Lake Titicaca’s Man-Made Islands
Most people have heard the name, but few are aware of just how many great sightseeing spots there are on and around Lake Titicaca. Titicaca is the largest lake in South America by volume, and is divided between Peru in the west and Bolivia in the East. Sources disagree about the origin of the lake’s distinctive name, with different people claiming it translates to either “Rock Puma” or “Crag of Lead.”
Popular tourist spots near Lake Titicaca include the city of Puno, a hillside town on the lake’s shore made up of mostly unfinished modern buildings. Puno is best known as the departure point for the Unos, a collection of 44 inhabited, artificial islands built out of totora reeds. Nearly 4,000 people live on these man-made islands, spread across ten different communities. The islands were originally built to be mobile military outposts from which the natives could defend themselves from attack. In recent years, they have become a popular tourist attraction, with local residents even opening up their doors to travellers and offering them home-cooked meals.
Trujillo is located in Northwestern Peru, and was founded in the mid-1500s by Spanish settlers. It is the second most populous city in the country, and the most populous Northern city in the country. Over the city’s long history, it has served as Peru’s capital two times, and is often called the “Capital of Culture of Peru.” It is the birthplace of Peru’s modern judicial system, home to multiple international festivals, and is recognized as the home of the Marinera, one of Peru’s most famous traditional dances.

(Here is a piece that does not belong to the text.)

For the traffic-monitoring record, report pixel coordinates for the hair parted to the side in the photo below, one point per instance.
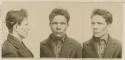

In addition to its long history, Trujillo is an important spot in modern Peru’s development, as well. In 2011, the city launched the Trujillo: Sustainable City project, a plan to combat climate change, promote environmental sustainability, and improve overall quality of life. Trujillo has also partnered with IBM in an effort to become a modern “Smart City,” using technology to improve public safety and transportation.
Many travellers only think of Lima as the launching point for Machu Picchu hiking tours or trips down the Inca Trail, but the city itself is filled with more than enough sites and culture to fill up an entire vacation. Lima is Peru’s capital and its largest city, and features a combination of multiple historic and modern architectural styles. Founded in 1551 by the conquistador Pizzaro, Lima’s Historic Centre has been declared a World Heritage Site, and is also host to one of the western hemisphere’s oldest operating universities, The National University of San Marcos.
Lima is home to many museums, galleries, sporting events, festivals, restaurants, and many other tourist destinations. For travellers looking to experience the full range of modern Peruvian life and culture in between trips to historical sites, Lima is a must-see destination.